Industries that benefit from automated measurement
A number of industries reap the benefits from automating their measurement processes, as the applications are infinite. Somewhere in the machining process it would be possible to prevent product defects and cut back on losses—or on the flip side of the coin, to save human lives by accurately reading and interpreting vital patterns.
Here are some concrete examples of how automated measurement is adapted by myriad industries and/or disciplines.
- Diagnostics. One field that owes much of its modern success to automated measurement is the field of diagnostics. The ability to gather several thousand datasets of complex anatomical data all at once is of life-saving importance. The automated measurement process can be applied to everything from recording metadata for individual patents (such as height and weight); recording electrocardiographic (ECG) intervals; scanning digitized photographs for retinal vascular change in ophthalmology, and the like.
- The process of automated measurement has also proven key for microbiology and parasitology. Outside of medicine, the process can be used to quantify the anaerobic digestion of microorganisms, and assist in better solid waste or industrial waste water management.

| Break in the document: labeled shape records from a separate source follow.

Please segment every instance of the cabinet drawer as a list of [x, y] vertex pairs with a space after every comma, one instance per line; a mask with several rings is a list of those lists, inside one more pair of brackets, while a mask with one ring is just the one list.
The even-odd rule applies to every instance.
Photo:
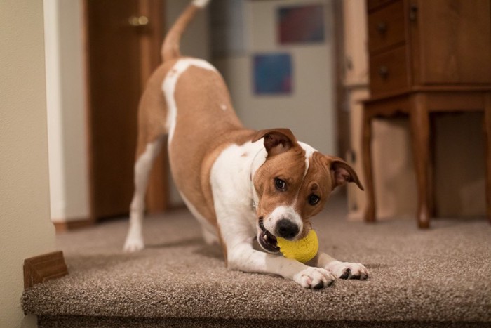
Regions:
[[409, 88], [409, 67], [405, 46], [373, 55], [370, 60], [372, 96]]
[[398, 1], [368, 15], [370, 53], [405, 42], [404, 1]]

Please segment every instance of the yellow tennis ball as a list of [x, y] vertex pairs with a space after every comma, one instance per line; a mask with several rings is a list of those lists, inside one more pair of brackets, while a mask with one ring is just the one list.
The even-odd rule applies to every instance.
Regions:
[[319, 242], [317, 234], [313, 230], [304, 238], [290, 241], [277, 237], [280, 251], [287, 258], [293, 258], [303, 263], [309, 262], [317, 254]]

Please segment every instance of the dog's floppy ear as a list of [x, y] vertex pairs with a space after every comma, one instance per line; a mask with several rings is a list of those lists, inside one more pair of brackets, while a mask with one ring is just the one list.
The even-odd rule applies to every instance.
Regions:
[[344, 185], [346, 183], [354, 182], [358, 185], [358, 188], [365, 190], [360, 179], [358, 178], [356, 172], [348, 163], [339, 157], [328, 157], [328, 159], [330, 163], [329, 170], [334, 182], [332, 189], [339, 185]]
[[289, 129], [261, 130], [254, 136], [253, 142], [262, 138], [264, 138], [264, 147], [268, 152], [268, 157], [286, 152], [297, 144], [297, 138]]

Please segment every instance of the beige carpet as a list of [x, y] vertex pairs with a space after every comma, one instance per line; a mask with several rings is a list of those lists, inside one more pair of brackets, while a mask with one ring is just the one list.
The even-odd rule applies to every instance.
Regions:
[[[228, 271], [186, 210], [149, 218], [147, 248], [121, 251], [126, 220], [58, 237], [69, 275], [26, 291], [40, 327], [490, 327], [491, 225], [484, 218], [366, 224], [337, 195], [314, 220], [321, 247], [361, 262], [367, 281], [306, 290]], [[286, 326], [285, 326], [286, 324]]]

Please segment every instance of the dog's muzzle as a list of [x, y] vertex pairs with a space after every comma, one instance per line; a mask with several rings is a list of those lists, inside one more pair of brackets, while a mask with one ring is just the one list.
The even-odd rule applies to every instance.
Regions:
[[257, 242], [262, 249], [268, 253], [276, 254], [280, 251], [276, 237], [269, 232], [263, 224], [263, 218], [259, 219], [260, 232], [257, 234]]

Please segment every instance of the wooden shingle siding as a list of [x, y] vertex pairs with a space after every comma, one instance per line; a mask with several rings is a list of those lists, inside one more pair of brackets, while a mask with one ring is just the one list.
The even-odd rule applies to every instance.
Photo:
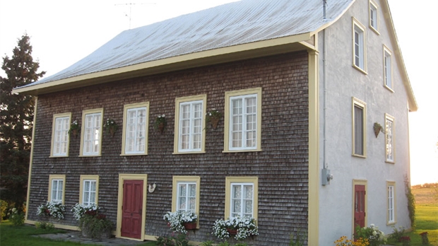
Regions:
[[[256, 245], [287, 245], [294, 231], [307, 230], [308, 199], [307, 53], [289, 53], [166, 74], [103, 83], [38, 97], [29, 202], [30, 220], [40, 220], [37, 206], [47, 198], [49, 175], [66, 175], [66, 219], [75, 226], [70, 209], [79, 201], [81, 175], [99, 175], [99, 205], [116, 222], [119, 173], [146, 173], [148, 184], [146, 234], [168, 235], [162, 216], [172, 207], [173, 175], [201, 177], [200, 229], [190, 240], [204, 241], [214, 221], [224, 218], [227, 176], [259, 177]], [[207, 127], [206, 153], [173, 155], [174, 100], [207, 95], [207, 110], [224, 112], [226, 91], [262, 88], [261, 148], [259, 152], [223, 153], [224, 122]], [[121, 156], [124, 105], [149, 102], [148, 155]], [[102, 119], [119, 127], [103, 134], [102, 156], [78, 157], [81, 137], [70, 139], [69, 157], [50, 158], [54, 114], [71, 112], [81, 122], [82, 111], [103, 108]], [[158, 115], [167, 125], [153, 128]], [[83, 126], [81, 126], [83, 130]]]

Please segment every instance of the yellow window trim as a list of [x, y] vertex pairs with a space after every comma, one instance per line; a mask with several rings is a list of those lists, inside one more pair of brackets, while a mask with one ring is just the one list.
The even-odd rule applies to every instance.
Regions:
[[66, 197], [66, 175], [49, 175], [49, 194], [47, 194], [47, 201], [52, 201], [52, 182], [53, 180], [62, 180], [62, 204], [65, 201]]
[[[254, 149], [244, 150], [230, 150], [230, 100], [232, 97], [246, 95], [257, 95], [257, 143], [256, 148]], [[224, 109], [224, 153], [233, 152], [254, 152], [261, 151], [261, 87], [254, 88], [237, 90], [225, 92], [225, 103]]]
[[[145, 151], [143, 153], [126, 153], [126, 122], [128, 117], [128, 110], [139, 108], [146, 108], [146, 129], [145, 129]], [[122, 134], [122, 154], [121, 156], [144, 156], [148, 154], [148, 146], [149, 143], [149, 102], [143, 102], [138, 103], [127, 104], [123, 107], [123, 131]]]
[[[85, 116], [87, 115], [91, 114], [100, 114], [100, 132], [99, 136], [99, 151], [98, 153], [96, 155], [83, 155], [83, 141], [84, 141], [84, 134], [85, 134]], [[103, 108], [97, 108], [93, 110], [83, 110], [82, 112], [82, 124], [81, 125], [81, 150], [79, 153], [79, 157], [91, 157], [91, 156], [100, 156], [102, 153], [102, 132], [103, 131]]]
[[[394, 210], [394, 221], [392, 222], [389, 222], [389, 194], [388, 194], [388, 187], [389, 186], [393, 187], [393, 210]], [[394, 181], [386, 181], [386, 226], [395, 225], [397, 223], [397, 202], [396, 201], [397, 196], [396, 194], [396, 182]]]
[[392, 122], [392, 156], [393, 157], [393, 160], [388, 160], [386, 159], [386, 156], [388, 154], [386, 151], [386, 141], [388, 136], [385, 133], [385, 162], [386, 163], [396, 163], [396, 118], [389, 114], [385, 113], [385, 132], [386, 132], [386, 121], [390, 120]]
[[253, 218], [259, 218], [259, 177], [225, 177], [225, 209], [224, 218], [230, 218], [231, 213], [231, 184], [252, 183], [254, 184], [254, 207]]
[[351, 235], [355, 234], [355, 185], [365, 185], [365, 226], [368, 225], [368, 182], [365, 180], [353, 180], [353, 194], [352, 194], [352, 215], [351, 215]]
[[[390, 74], [391, 74], [391, 85], [392, 88], [388, 87], [388, 86], [386, 86], [386, 83], [385, 81], [385, 80], [386, 78], [386, 73], [385, 73], [385, 57], [386, 57], [386, 53], [388, 54], [389, 54], [389, 57], [391, 59], [391, 72], [390, 72]], [[386, 45], [383, 45], [383, 57], [382, 57], [382, 59], [383, 59], [383, 74], [384, 74], [384, 76], [383, 76], [383, 78], [384, 78], [383, 83], [384, 83], [384, 86], [386, 89], [389, 90], [389, 91], [393, 93], [394, 92], [394, 90], [393, 90], [394, 80], [393, 80], [393, 67], [394, 66], [393, 64], [392, 51], [391, 51], [391, 49], [389, 49], [389, 48]]]
[[[357, 156], [357, 157], [362, 157], [362, 158], [366, 158], [367, 157], [367, 103], [365, 102], [364, 101], [362, 101], [355, 97], [352, 97], [352, 139], [353, 139], [353, 142], [352, 142], [352, 150], [351, 150], [351, 154], [353, 156]], [[363, 122], [362, 122], [362, 126], [363, 126], [363, 136], [362, 136], [362, 139], [363, 139], [363, 148], [364, 148], [364, 154], [363, 155], [358, 155], [356, 154], [355, 153], [355, 106], [357, 105], [360, 107], [362, 107], [363, 109]]]
[[[371, 25], [371, 7], [374, 6], [374, 8], [376, 9], [376, 12], [377, 12], [377, 15], [376, 15], [376, 22], [377, 23], [377, 29], [374, 28], [374, 26]], [[379, 33], [379, 25], [380, 24], [380, 18], [379, 17], [379, 5], [377, 5], [377, 3], [376, 3], [374, 0], [369, 0], [369, 6], [368, 8], [369, 15], [369, 28], [371, 28], [371, 30], [372, 30], [374, 33], [376, 33], [376, 34], [377, 34], [378, 35], [380, 35], [380, 33]]]
[[[357, 20], [355, 18], [352, 17], [353, 19], [353, 40], [352, 40], [352, 54], [353, 54], [353, 66], [359, 70], [360, 71], [361, 71], [362, 73], [365, 74], [368, 74], [368, 73], [367, 73], [367, 33], [366, 33], [366, 28], [365, 26], [363, 25], [360, 22], [359, 22], [359, 20]], [[363, 32], [363, 51], [364, 51], [364, 68], [362, 69], [359, 66], [357, 66], [355, 63], [355, 27], [359, 28], [359, 29], [360, 29], [362, 32]]]
[[[179, 151], [179, 105], [183, 102], [202, 100], [202, 126], [201, 151]], [[207, 112], [207, 94], [191, 95], [188, 97], [177, 98], [175, 99], [175, 121], [173, 154], [203, 153], [206, 153], [206, 128], [205, 115]]]
[[[143, 181], [143, 206], [141, 216], [141, 232], [140, 233], [140, 241], [145, 240], [145, 227], [146, 219], [146, 195], [148, 191], [148, 175], [146, 174], [119, 174], [119, 188], [117, 194], [117, 220], [116, 225], [116, 238], [126, 238], [122, 237], [122, 213], [123, 210], [123, 182], [124, 180], [142, 180]], [[132, 238], [129, 238], [131, 239]]]
[[96, 181], [96, 197], [95, 204], [97, 204], [99, 200], [99, 175], [81, 175], [81, 184], [79, 184], [79, 204], [83, 201], [83, 182], [85, 180]]
[[196, 184], [196, 204], [195, 213], [198, 215], [196, 228], [199, 229], [199, 200], [201, 197], [201, 177], [200, 176], [173, 176], [172, 184], [172, 211], [177, 211], [177, 197], [179, 182], [194, 182]]
[[54, 147], [54, 137], [55, 137], [55, 129], [57, 126], [57, 119], [69, 117], [69, 125], [71, 122], [71, 112], [66, 112], [63, 114], [53, 115], [53, 122], [52, 124], [52, 144], [50, 145], [50, 158], [60, 158], [60, 157], [69, 157], [69, 150], [70, 147], [70, 134], [67, 134], [67, 153], [65, 156], [54, 156], [53, 148]]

- Automated measurement also proves crucial in the manufacturing sector, as accurate positioning systems are very much needed to keep production consistent. One instance in which this applies is when individual parts are automatically measured before the cutting or grinding steps in the machining process. This ensures that precise cuts are made to the component before it moves onto the next stage of production.
- Earth sciences. Another interesting set of scientific disciplines where automated measurement makes a significant impact is the set of earth sciences. For example, in the field of geophysics, automated analysis of images taken from buoyant, non-stationary cameras is able to quantify the percentage of sea surface covered by whitecaps. A similar analysis can be used to assess the structures of the earth’s natural granular material, or sediments.
Automated measurements works very well in favor of these industries and many others besides. The technology is now much more accessible, scalable, and affordable than it was before the turn of the millennium. This could only mean greater measures of success and foreseeable returns on investment for fast-growing, fast-modernizing labs.